I'm thankful for the incredible support I receive from my wife day in and day out. It is so easy to become centered on your own daily challenges when you live on the road as a trucker. But that partner we have at home deals with all the stresses of separation that we endure on the road and the worry of the hazards we face that are completely beyond their control. But more importantly a truckers partner fills the void the trucker leaves behind every week playing duel roles of mother AND father or grandmother AND grandfather.

So last nights phone call to home exemplified the love we share in our home. I'm so incredibly thankful for my wife and all the love and life we have shared together over the past 37+ years and I'm so thankful there are many years of sharing yet to come. I couldn't do this job without her by my side.

Monday, 12 September 2016

No, No, No

Who knew?
Drivers can eliminate paperwork and run by the book, while fleets save time and money through automation. ELDs can put drivers and dispatchers on the same page when it comes to planning. For instance, they can both see why it makes sense to send the driver to the shipper the night before so his waiting time can be done off-duty.

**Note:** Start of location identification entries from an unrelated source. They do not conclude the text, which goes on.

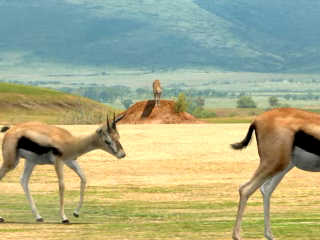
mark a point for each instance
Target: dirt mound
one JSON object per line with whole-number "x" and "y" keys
{"x": 145, "y": 112}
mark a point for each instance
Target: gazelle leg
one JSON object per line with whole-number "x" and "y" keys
{"x": 267, "y": 189}
{"x": 59, "y": 170}
{"x": 263, "y": 173}
{"x": 3, "y": 172}
{"x": 74, "y": 165}
{"x": 24, "y": 180}
{"x": 8, "y": 165}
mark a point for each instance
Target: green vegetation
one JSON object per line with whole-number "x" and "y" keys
{"x": 246, "y": 102}
{"x": 25, "y": 103}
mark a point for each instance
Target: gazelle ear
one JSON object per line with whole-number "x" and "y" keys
{"x": 108, "y": 125}
{"x": 99, "y": 131}
{"x": 119, "y": 117}
{"x": 114, "y": 121}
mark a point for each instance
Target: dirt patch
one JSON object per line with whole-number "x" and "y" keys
{"x": 145, "y": 112}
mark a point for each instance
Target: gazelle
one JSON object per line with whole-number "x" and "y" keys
{"x": 286, "y": 138}
{"x": 157, "y": 92}
{"x": 40, "y": 143}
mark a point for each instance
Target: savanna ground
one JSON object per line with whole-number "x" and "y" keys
{"x": 177, "y": 182}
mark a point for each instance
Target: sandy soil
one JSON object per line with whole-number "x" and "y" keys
{"x": 158, "y": 154}
{"x": 188, "y": 155}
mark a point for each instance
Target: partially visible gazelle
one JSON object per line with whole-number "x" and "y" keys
{"x": 40, "y": 143}
{"x": 286, "y": 138}
{"x": 157, "y": 92}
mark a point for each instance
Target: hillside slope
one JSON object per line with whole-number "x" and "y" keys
{"x": 234, "y": 35}
{"x": 145, "y": 112}
{"x": 20, "y": 103}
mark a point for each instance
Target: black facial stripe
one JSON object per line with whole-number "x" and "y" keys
{"x": 29, "y": 145}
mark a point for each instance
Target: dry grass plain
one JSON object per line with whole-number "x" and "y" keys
{"x": 177, "y": 182}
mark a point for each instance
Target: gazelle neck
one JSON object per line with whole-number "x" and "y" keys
{"x": 83, "y": 144}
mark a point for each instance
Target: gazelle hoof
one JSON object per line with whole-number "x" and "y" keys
{"x": 66, "y": 221}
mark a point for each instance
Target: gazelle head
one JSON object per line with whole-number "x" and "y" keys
{"x": 108, "y": 137}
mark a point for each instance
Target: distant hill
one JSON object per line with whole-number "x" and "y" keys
{"x": 20, "y": 103}
{"x": 145, "y": 112}
{"x": 233, "y": 35}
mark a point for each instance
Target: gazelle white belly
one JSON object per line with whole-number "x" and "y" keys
{"x": 305, "y": 160}
{"x": 47, "y": 158}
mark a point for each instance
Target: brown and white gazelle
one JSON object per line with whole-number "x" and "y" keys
{"x": 157, "y": 91}
{"x": 286, "y": 138}
{"x": 40, "y": 143}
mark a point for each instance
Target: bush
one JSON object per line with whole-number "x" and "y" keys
{"x": 246, "y": 102}
{"x": 126, "y": 103}
{"x": 181, "y": 104}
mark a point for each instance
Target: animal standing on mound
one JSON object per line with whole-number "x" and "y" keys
{"x": 157, "y": 92}
{"x": 40, "y": 143}
{"x": 286, "y": 138}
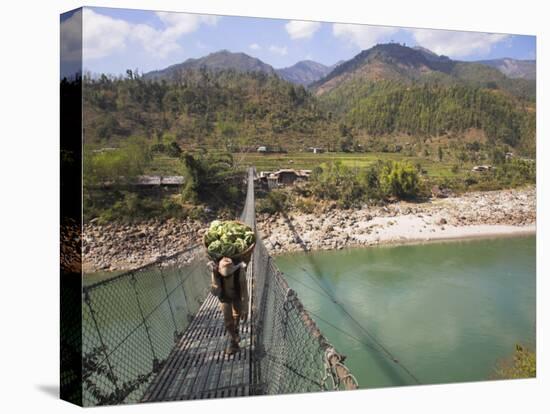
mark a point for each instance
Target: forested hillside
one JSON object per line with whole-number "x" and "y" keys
{"x": 222, "y": 109}
{"x": 221, "y": 101}
{"x": 389, "y": 107}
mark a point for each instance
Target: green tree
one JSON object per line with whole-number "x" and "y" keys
{"x": 399, "y": 179}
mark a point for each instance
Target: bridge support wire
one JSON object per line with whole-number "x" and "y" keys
{"x": 289, "y": 353}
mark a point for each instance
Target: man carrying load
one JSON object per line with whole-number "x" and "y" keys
{"x": 230, "y": 245}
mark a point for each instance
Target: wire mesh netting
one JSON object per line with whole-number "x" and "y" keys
{"x": 290, "y": 354}
{"x": 130, "y": 324}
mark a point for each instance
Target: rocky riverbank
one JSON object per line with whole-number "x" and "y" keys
{"x": 123, "y": 246}
{"x": 116, "y": 246}
{"x": 480, "y": 214}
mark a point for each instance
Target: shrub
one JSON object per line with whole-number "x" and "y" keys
{"x": 399, "y": 179}
{"x": 522, "y": 365}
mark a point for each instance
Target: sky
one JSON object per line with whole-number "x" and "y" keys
{"x": 115, "y": 40}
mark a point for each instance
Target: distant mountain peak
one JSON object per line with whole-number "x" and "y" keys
{"x": 216, "y": 61}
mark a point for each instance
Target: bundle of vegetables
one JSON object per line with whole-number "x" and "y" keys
{"x": 228, "y": 238}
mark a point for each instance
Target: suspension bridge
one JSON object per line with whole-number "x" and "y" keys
{"x": 156, "y": 334}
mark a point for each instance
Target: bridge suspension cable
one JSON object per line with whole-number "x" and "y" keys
{"x": 329, "y": 295}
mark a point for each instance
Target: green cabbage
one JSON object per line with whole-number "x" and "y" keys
{"x": 228, "y": 238}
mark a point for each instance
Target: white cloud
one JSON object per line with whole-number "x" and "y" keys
{"x": 104, "y": 35}
{"x": 279, "y": 50}
{"x": 71, "y": 38}
{"x": 298, "y": 29}
{"x": 456, "y": 44}
{"x": 361, "y": 35}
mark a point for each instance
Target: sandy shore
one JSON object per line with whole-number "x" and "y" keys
{"x": 473, "y": 215}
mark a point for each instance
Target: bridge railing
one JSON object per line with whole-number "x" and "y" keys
{"x": 131, "y": 322}
{"x": 289, "y": 352}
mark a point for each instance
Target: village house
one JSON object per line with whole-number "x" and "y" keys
{"x": 282, "y": 177}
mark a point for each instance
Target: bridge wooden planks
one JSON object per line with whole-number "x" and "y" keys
{"x": 198, "y": 367}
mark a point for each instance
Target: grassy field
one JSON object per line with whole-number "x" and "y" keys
{"x": 303, "y": 160}
{"x": 164, "y": 165}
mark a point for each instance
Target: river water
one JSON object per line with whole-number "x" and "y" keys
{"x": 448, "y": 311}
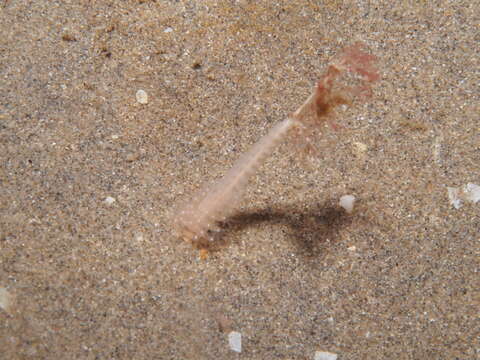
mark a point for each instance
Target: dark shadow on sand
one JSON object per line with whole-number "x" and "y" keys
{"x": 311, "y": 229}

Above is a paragraph taken from a column written by a member of the trucking industry but a non-driver. I have provided the link below to the full article.

http://www.trucknews.com/features/keep-elds-urs-blind-spot/

Sending a driver to the shipper the night before making a delivery in order to log the waiting time off duty goes to show the complete lack of understanding of a drivers responsibilities and challenges that they face in this profession.

This is a typical response of Industry insiders that do not work within the confines of a truck cab.

I think I will just leave it at that and allow any discussion on this to go where it may.